OpenStudy (goformit100):

@Callisto help.... this is my doubt too..

OpenStudy (anonymous):

An inertial reference frame is a reference frame in which Newton's first law is valid. Newton's first law of motion states that if no forces act on a body, it will keep moving with constant velocity. This law is also called 'law of inertia'. Experiments have shown that the heliocentric reference frame, i.e. the reference frame with centre in the Sun and axes pointing toward the fixed stars (the axes don't rotate relative to the fixed stars) can be considered an inertial frame. If you consider another reference frame moving at constant speed with respect to an inertial frame, it will be an inertial frame too, because il verifies the law of inertia.

OpenStudy (anonymous):

the referential must be in the rest or in velocity constant

OpenStudy (anonymous):

The one in which F=ma works and you don't need (general) relativity to pimp it up. Things in the same frame t as long as they aren't accelerating or moving relative to one another, and there is (only) one group of frames in which F=ma*[(1-(v/c)^2)^-1] holds, and that is in the inertial FOR, none of which accelerate relative to one another. The brackets would be an update for Einstein's inertial FOR.

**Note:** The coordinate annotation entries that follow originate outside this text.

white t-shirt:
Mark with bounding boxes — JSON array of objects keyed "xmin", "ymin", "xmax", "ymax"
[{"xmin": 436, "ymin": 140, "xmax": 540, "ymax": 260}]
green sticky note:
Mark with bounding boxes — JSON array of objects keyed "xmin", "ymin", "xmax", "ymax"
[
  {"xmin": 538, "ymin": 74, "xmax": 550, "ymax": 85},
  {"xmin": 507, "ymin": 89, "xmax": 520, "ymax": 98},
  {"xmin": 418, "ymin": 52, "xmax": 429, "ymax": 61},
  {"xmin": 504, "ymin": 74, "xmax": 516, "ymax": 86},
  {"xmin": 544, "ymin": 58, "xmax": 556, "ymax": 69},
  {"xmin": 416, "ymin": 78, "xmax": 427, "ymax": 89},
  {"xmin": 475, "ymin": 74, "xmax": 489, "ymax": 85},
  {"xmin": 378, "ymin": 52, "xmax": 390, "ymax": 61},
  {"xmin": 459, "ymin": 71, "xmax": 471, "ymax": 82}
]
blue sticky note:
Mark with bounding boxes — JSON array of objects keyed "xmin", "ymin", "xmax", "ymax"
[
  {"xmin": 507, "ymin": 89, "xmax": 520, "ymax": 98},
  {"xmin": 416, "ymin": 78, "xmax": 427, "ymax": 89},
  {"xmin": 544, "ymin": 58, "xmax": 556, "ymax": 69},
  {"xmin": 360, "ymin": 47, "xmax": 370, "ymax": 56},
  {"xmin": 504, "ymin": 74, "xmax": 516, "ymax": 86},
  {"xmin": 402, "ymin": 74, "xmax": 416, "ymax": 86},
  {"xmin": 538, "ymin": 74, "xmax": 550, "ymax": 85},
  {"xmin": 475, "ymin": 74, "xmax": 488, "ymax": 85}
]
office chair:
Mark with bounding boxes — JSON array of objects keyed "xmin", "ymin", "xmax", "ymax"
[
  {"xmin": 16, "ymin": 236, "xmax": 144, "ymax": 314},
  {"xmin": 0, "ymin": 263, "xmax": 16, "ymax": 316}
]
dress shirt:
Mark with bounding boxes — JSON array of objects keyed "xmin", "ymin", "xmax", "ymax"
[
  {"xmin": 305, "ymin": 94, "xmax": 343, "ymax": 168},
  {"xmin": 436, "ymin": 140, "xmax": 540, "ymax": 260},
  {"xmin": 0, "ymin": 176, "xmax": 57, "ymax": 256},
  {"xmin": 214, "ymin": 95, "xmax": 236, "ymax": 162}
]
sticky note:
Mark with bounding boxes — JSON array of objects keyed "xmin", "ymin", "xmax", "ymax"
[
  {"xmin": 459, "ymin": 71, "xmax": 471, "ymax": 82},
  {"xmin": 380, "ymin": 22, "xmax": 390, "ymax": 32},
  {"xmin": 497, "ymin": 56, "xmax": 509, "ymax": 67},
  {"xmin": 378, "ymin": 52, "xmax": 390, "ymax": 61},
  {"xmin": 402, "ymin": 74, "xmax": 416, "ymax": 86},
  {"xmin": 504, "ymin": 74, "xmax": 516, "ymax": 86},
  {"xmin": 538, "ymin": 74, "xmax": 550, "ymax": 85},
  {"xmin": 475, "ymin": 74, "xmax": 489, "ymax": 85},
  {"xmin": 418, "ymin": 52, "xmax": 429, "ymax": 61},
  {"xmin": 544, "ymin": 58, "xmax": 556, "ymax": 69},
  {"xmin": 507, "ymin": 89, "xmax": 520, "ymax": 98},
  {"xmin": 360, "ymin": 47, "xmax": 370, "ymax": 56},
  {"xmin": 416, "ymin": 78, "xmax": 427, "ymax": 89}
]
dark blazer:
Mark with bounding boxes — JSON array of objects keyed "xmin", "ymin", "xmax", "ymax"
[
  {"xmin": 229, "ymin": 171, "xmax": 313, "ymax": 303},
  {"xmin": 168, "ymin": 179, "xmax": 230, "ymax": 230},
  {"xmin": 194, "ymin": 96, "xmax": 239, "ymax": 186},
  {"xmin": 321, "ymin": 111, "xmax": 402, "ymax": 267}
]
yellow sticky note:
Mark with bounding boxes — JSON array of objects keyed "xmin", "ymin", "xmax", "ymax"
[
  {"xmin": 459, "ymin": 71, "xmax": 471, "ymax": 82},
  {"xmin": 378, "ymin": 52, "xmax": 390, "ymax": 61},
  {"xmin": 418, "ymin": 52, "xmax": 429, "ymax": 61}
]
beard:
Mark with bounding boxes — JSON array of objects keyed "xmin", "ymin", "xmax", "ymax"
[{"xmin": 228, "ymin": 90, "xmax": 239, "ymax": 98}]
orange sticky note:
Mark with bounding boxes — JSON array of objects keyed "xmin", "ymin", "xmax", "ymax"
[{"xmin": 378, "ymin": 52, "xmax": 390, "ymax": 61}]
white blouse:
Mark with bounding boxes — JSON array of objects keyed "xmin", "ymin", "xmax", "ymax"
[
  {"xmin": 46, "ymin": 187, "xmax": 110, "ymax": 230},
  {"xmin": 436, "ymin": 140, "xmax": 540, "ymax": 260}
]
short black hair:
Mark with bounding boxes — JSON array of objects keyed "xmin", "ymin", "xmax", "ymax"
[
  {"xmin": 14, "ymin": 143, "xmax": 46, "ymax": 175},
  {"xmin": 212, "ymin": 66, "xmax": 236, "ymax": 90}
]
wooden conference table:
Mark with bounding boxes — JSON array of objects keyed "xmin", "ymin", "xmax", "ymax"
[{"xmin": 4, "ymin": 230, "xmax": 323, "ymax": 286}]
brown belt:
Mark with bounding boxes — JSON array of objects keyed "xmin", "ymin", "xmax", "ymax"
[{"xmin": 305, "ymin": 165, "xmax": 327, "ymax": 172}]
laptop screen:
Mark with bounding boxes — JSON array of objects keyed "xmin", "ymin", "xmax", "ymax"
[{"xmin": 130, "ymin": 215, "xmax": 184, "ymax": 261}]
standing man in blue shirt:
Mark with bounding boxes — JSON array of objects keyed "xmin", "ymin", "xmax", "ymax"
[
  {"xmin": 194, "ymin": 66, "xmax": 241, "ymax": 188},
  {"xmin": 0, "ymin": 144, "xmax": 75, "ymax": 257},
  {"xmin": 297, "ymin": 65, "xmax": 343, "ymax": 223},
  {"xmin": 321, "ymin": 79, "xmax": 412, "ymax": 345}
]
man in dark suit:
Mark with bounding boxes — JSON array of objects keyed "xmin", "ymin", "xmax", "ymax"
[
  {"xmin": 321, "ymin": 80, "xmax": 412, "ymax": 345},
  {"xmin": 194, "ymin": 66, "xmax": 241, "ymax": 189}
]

OpenStudy (waleed_imtiaz):

As far as I know. inertial frame of reference is the one in which all the newton's laws hold. As F=ma, or first law of motion. because in the space, objects don't accelerate, so the inertial frame is the non-accelerating frame of reference. And so for the non-inertial frame, the objects must be accelerating.

OpenStudy (anonymous):

any one know major differences btween Galilean frame of reference and newton frame of reference?

OpenStudy (anonymous):

I've never heard about Galilean or Newton frames of reference. In Newtonian Mechanics we distiguish between inertial and not inertial frames. I've heard about Galileian transformation between frames, though. If you have an inertial frame I another frame I' will be itself inertial if it's moving with uniform linear motion relative to I. |dw:1343417782247:dw| We say that there's a Galilei transformation between the two (inertial) frames. The Galilei transformation, if we consider the figure, is given by: \[x=x'+vt, y=y', z=z', t=t'\] where v is the (constant) velocity of I' with respect to I.